See also 43 Del.Laws, ch. 269 (1941) (adding dermatitis, sillicosis, poison ivy and oak poison to the schedule of compensable occupational diseases).

(3)47 DeLLaws, ch. 270 (1949) provides in pertinent part:

Compensable occupational diseases shall include all occupational diseases arising out of and in the course of employment only when the exposure stated in connection therewith has occurred during the employment and the disability has commenced within five months after the termination of such exposure.

(4) 19 DelC. § 2301(4) & (11) provide:

(4) “Compensable occupational diseases” includes all occupational diseases arising out of and in the course of employment only when the exposure stated in connection therewith has occurred during employment.

(11) “Injury” and “personal injury” mean violence to the physical structure of the body, such disease or infection as naturally results directly therefrom when reasonably treated and compensable occupational diseases and compensable ionizing radiation injuries arising out of and in the course of employment.

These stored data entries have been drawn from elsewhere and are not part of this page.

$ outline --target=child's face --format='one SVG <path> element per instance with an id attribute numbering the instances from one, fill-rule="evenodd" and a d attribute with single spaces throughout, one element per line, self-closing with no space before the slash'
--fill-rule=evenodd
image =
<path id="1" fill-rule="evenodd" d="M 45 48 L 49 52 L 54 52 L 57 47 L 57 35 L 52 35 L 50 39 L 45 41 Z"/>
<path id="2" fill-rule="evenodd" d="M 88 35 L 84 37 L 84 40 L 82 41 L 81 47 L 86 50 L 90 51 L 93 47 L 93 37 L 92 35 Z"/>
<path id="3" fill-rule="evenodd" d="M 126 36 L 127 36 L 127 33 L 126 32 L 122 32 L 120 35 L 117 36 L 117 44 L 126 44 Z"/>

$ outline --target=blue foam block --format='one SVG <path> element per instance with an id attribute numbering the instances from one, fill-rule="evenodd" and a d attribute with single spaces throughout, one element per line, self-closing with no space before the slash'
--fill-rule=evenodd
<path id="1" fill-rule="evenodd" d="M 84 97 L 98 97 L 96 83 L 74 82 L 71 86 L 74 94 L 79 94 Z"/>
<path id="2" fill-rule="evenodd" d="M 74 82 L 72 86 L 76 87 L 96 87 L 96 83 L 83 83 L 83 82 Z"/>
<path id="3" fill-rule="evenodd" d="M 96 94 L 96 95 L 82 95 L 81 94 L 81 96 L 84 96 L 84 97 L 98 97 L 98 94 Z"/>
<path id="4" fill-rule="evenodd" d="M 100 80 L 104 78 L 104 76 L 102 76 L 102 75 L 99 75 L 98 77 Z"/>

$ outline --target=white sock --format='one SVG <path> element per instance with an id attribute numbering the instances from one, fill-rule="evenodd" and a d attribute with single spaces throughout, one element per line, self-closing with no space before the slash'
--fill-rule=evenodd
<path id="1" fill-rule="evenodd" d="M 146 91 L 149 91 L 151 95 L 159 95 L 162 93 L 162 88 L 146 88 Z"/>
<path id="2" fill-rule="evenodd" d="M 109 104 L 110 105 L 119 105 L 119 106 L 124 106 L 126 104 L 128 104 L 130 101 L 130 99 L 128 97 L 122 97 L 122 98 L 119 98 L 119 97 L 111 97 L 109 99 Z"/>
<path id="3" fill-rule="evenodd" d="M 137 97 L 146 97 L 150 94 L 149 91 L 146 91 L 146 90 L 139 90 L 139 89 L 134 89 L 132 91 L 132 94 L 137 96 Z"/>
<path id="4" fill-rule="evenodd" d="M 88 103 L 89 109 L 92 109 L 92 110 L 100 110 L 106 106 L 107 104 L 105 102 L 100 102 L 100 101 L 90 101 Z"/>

(5) 19 Del.C. § 2328 provides:

The compensation payable for death or disability total in character and permanent in quality resulting from an occupational disease shall be the same in amount and duration and shall be payable in the same manner and to the same persons as would have been entitled thereto had the death or disability been caused by an accident arising out of and in the course of the employment.

In determining the duration of temporary total and/or temporary partial and/or permanent partial disability, and the duration of such payments for the disabilities due to occupational diseases, the same rules and regulations as are applicable to accidents or injuries shall apply.